Fourth, don’t get bogged down by representation and governance. If quorum requires every municipality in the region to participate, under a fully fleshed-out set of terms, projects will never get off the drawing board. Let willing partners opt-in and propose a “minimum viable process” — to adapt a concept from the worlds of technology and design — for moving projects forward.
Fifth, start with projects that can allow you to “build the muscle” for regional coordination. They must be urgent and important, but not too controversial, binding, politicized, or costly. COVID-19 is a clear and urgent candidate. So is regional resilience planning and long-term preparedness for climate change. Municipalities could also collaborate on shared policies for disruptive technologies, so each municipality isn’t developing its own “Smart Cities” policies from scratch or competing to create the right environment for digital-economy investment.
Finally, we cannot solve our Greater Toronto governance problems overnight. Voluntary governance arrangements are built on relationships and trust, and developed over long periods of time. Patience, discipline, and incrementalism are required.

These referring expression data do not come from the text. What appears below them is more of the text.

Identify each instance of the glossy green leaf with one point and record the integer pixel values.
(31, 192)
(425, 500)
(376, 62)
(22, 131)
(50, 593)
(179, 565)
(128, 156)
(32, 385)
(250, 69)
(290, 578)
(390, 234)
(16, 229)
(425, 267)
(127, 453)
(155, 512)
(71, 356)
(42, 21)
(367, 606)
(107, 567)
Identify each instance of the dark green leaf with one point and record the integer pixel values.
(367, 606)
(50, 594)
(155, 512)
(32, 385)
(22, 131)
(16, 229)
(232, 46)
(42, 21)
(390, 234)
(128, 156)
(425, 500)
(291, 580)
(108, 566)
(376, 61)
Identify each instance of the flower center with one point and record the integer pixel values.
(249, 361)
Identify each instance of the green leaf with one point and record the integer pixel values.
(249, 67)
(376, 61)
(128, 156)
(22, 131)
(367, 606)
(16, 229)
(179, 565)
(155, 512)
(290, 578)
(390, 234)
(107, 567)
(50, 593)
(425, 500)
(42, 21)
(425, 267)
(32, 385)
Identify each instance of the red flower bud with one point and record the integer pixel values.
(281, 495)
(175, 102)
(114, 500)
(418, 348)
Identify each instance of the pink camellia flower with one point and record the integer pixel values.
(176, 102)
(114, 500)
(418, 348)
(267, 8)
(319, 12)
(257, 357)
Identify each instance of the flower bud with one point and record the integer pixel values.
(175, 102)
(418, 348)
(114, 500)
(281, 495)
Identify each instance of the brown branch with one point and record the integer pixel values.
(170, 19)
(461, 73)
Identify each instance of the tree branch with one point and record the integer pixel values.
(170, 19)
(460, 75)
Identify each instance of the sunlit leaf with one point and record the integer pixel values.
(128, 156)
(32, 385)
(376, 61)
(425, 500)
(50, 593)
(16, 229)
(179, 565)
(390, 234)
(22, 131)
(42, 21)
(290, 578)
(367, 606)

The COVID-19 pandemic has been truly tragic. But it also inspired previously unimaginable levels of coordination and creativity to rapidly develop solutions in our cities and communities. If the future demands a regionally coordinated response from our local governments, let’s embrace that future.
André Côté is principal with a public policy consultancy and former political advisor. Gabriel Eidelman is director of the Urban Policy Lab at the University of Toronto’s Munk School of Global Affairs and Public Policy. Michael Fenn is a former Ontario Deputy Minister and former municipal chief administrator in Hamilton Region and Burlington.